Required Senior DevOps Engineer- Israel
Job Description
Does an opportunity to build solutions for large-scale suit you?
Do hybrid local/cloud infrastructures interest you?
Join our Engineering team
The group is part of Cloud Security Intelligence, managing one of Israel's largest Big Data environments. Responsibilities include developing innovative Intelligence Security products within this ecosystem. This role contributes to building Aegis, a cloud-native Big Data and Machine Learning platform. Aegis accelerates research-to-production workflows, allowing teams to train, deploy, and monitor ML pipelines efficiently on Linode.
Make a difference in your own way
Assist in creating an innovative Big Data platform for engineering teams, enhancing development, efficiency, and secure services.
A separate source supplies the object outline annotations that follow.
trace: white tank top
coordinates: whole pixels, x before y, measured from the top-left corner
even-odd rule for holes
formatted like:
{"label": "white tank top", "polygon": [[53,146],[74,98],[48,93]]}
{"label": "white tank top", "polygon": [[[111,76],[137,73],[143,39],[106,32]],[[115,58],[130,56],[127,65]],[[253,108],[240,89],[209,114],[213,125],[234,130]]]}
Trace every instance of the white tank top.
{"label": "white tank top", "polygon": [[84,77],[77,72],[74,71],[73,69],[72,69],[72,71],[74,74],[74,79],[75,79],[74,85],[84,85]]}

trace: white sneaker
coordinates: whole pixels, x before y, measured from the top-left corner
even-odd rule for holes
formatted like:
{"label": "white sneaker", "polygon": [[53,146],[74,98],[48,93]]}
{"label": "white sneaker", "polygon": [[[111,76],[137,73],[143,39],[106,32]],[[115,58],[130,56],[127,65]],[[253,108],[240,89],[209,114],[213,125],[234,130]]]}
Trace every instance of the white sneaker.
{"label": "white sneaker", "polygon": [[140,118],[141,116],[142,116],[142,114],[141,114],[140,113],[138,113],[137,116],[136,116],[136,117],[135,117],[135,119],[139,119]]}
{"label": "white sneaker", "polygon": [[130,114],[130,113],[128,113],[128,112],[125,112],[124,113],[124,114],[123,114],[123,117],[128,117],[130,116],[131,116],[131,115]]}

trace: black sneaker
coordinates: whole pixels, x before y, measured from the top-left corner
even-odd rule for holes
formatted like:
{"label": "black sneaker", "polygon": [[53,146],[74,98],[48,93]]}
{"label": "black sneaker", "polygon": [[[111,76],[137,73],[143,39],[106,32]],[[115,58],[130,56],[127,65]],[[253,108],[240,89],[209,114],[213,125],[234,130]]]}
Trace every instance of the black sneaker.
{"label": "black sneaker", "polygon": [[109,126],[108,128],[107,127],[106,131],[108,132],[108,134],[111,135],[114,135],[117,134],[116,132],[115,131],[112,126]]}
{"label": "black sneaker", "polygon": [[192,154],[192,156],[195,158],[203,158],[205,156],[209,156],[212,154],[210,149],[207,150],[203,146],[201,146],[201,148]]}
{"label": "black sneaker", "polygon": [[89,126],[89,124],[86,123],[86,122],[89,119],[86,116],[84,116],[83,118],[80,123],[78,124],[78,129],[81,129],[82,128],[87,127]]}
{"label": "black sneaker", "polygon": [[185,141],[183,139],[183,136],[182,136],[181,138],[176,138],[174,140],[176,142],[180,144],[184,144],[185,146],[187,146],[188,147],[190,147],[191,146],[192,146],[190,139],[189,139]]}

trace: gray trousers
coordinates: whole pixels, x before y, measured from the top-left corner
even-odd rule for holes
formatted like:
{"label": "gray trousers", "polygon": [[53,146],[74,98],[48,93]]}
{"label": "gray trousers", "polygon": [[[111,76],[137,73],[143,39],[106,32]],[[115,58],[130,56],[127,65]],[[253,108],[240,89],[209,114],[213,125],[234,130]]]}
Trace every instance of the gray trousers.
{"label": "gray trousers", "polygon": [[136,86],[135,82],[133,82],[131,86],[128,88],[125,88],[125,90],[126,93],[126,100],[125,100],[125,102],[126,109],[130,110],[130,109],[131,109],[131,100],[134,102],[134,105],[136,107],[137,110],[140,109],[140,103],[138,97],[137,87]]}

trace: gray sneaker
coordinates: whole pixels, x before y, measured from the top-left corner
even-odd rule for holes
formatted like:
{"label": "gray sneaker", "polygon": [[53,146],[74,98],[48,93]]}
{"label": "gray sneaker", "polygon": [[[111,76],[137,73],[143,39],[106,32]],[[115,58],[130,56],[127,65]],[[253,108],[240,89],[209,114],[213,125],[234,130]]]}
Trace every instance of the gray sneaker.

Responsibilities include designing and maintaining an ML infrastructure supporting experiment tracking, GPU training, deployment, and monitoring.
As a DevOps, you will be responsible for:
Designing and implementing infrastructure solutions using Azure, Linode, Kubernetes, Kafka, vault, and storage systems.
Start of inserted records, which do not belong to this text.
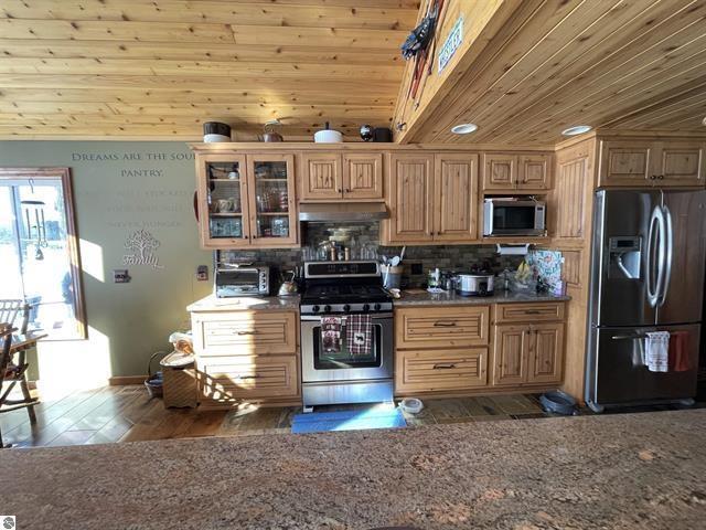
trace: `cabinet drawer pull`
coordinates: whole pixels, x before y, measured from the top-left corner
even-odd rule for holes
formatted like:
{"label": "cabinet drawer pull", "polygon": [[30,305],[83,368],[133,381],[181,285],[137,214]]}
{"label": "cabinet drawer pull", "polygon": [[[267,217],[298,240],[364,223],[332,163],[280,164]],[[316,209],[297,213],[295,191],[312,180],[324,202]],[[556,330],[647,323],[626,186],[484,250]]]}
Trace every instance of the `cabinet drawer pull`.
{"label": "cabinet drawer pull", "polygon": [[454,362],[437,362],[434,365],[435,370],[448,370],[451,368],[456,368],[456,363]]}

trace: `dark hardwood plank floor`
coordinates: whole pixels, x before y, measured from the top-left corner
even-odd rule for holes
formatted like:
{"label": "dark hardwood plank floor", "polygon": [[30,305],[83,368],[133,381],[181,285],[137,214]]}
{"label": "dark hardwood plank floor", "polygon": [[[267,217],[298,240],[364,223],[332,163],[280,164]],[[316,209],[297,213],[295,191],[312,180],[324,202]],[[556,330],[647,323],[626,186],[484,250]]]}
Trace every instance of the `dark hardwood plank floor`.
{"label": "dark hardwood plank floor", "polygon": [[[699,403],[704,406],[706,403]],[[350,410],[366,405],[317,407]],[[367,405],[376,406],[376,405]],[[670,409],[625,409],[641,412]],[[69,392],[43,400],[36,406],[38,422],[30,424],[26,411],[0,414],[3,442],[13,447],[110,444],[194,436],[245,436],[289,433],[300,407],[243,406],[237,411],[165,410],[161,400],[150,399],[141,385],[104,386]],[[588,411],[581,411],[588,413]],[[493,395],[425,400],[420,414],[405,414],[408,425],[467,423],[543,417],[538,396]]]}

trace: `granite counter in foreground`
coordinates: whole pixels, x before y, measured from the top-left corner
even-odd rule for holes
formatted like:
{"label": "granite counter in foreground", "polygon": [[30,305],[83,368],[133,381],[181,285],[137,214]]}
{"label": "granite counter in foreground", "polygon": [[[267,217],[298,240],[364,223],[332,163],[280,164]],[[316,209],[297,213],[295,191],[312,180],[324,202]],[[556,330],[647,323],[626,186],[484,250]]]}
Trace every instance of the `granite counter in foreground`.
{"label": "granite counter in foreground", "polygon": [[396,307],[402,306],[468,306],[488,304],[514,304],[527,301],[565,301],[570,300],[570,296],[537,295],[534,293],[496,293],[493,296],[461,296],[453,292],[440,293],[438,295],[419,292],[402,292],[402,298],[394,300]]}
{"label": "granite counter in foreground", "polygon": [[282,310],[298,311],[299,295],[292,296],[243,296],[233,298],[216,298],[208,295],[201,300],[186,306],[188,311],[264,311]]}
{"label": "granite counter in foreground", "polygon": [[696,529],[706,410],[0,451],[18,528]]}

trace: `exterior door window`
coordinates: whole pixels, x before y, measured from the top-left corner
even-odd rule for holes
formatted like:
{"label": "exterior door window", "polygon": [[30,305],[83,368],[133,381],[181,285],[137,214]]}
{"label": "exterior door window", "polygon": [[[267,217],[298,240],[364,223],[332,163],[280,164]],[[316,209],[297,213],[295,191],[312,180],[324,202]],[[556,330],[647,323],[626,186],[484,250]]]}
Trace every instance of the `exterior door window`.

Developing and provisioning infrastructure applications and monitoring tools, including OpenSearch, OpenTelemetry, Prometheus, Grafana, Pushgateway.
Building and maintaining CI/CD pipelines using Jenkins, In addition building GitOps solutions such as ArgoCD.
Working in all stages of the software release process in all development and production environments
Building and maintaining MLOps pipelines using Argo Workflows, integrated with Spark, notebooks, and inference endpoints
Deploying and managing GPU-enabled Kubernetes nodes, integrating ML tools leveraging GPU acceleration like PyTorch, TensorFlow, CUDA.
Supporting machine learning tools like MLflow, Feast, KServe, Triton, TorchServe, and scalable model serving solutions.
Do what you love.
Requirements: To be successful in this role you will:
Have 5+ years of Proven experience as a DevOps Engineer.
Be proficient in working in Linux/Unix environments, and demonstrate solid experience in Python and shell scripting.
Have proven experience in designing and implementing solutions for Kubernetes
Demonstrate expertise in deploying container technologies and migrating systems to cloud platforms like Azure/AWS/GCP.
Be responsible, self-managed, self-motivated, and able to work with little or no supervision.
Have exceptional attention to detail and excellent troubleshooting skills.
Demonstrate expertise in MLOps ecosystems and experience supporting production data science workflows with GPUs.
This position is open to all candidates.